STEP 4. Changes to the site
At this step, you need to make changes to the site based on the analysis of A / B tests. If your hypothesis was confirmed and the A / B test showed that the new page increases conversion, this is great. Make a change. If the results of the A / B test are dubious or your hypothesis was not confirmed - this is normal, for this you need to test. Go to the next hypothesis.

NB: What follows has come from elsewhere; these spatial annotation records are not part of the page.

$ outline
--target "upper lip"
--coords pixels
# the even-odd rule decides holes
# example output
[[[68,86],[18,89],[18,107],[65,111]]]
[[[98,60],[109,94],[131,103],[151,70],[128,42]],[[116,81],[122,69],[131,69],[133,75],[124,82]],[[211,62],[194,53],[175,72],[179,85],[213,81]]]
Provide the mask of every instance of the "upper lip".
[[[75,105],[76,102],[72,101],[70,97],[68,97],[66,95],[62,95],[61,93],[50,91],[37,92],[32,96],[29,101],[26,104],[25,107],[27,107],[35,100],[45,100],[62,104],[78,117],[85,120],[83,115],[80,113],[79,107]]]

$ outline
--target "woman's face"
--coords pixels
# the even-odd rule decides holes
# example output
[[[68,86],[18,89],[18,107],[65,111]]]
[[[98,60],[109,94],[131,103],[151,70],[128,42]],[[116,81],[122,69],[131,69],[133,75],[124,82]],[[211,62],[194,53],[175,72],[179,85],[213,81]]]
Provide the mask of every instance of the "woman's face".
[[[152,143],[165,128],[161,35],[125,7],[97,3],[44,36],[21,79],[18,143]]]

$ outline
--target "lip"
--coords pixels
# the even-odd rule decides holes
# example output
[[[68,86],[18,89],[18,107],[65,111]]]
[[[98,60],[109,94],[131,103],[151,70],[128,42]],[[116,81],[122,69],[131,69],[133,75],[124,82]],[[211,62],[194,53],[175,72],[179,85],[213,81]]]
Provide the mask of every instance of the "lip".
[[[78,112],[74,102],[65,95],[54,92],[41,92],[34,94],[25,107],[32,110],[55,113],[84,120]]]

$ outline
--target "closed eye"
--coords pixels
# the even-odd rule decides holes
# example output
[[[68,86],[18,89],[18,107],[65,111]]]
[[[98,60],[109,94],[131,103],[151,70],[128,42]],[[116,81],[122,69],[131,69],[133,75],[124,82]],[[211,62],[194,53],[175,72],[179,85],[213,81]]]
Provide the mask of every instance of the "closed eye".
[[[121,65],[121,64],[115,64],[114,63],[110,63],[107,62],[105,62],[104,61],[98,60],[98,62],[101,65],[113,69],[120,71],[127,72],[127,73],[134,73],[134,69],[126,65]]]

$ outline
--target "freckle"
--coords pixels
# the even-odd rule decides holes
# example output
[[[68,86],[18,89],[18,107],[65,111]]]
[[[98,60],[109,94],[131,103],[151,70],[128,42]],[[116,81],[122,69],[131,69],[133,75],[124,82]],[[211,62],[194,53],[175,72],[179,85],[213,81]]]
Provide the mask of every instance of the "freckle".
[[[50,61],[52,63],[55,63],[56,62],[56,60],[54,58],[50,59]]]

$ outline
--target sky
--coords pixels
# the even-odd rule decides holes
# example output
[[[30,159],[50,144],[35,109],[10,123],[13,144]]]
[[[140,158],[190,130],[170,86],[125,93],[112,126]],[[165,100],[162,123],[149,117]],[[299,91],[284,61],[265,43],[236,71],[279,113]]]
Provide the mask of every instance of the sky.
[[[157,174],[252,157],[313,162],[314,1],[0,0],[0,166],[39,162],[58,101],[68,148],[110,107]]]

Do not forget that changes may increase the conversion in the first stages of the sales funnel, but not bring the final result (money). I will give an unfortunate example from my experience. For the past 5 years, I've been marketing SaaS products. After the redesign, it seemed to me that the registration form is too complicated and reduces conversion. I looked at Yandex.Metrica (form analytics) and it turned out that some fields cause difficulties for users. I decided to remove them or simplify them as much as possible (removed the field “Describe your tasks” and the field for entering the phone, reformulated some fields more clearly). Testing showed that the conversion at the registration stage increased one and a half times, I was delighted, and we changed the registration page. What was the result? Indeed, the number of registrations has grown. But has there been more payment? Not. There are more non-target registrations that are not converted into sales. For those who really needed the product, there was no special value for how many fields were in the form. The change only increased the burden on support and sales.
Therefore, always analyze the final result - what economic benefit did the change on the site bring to you?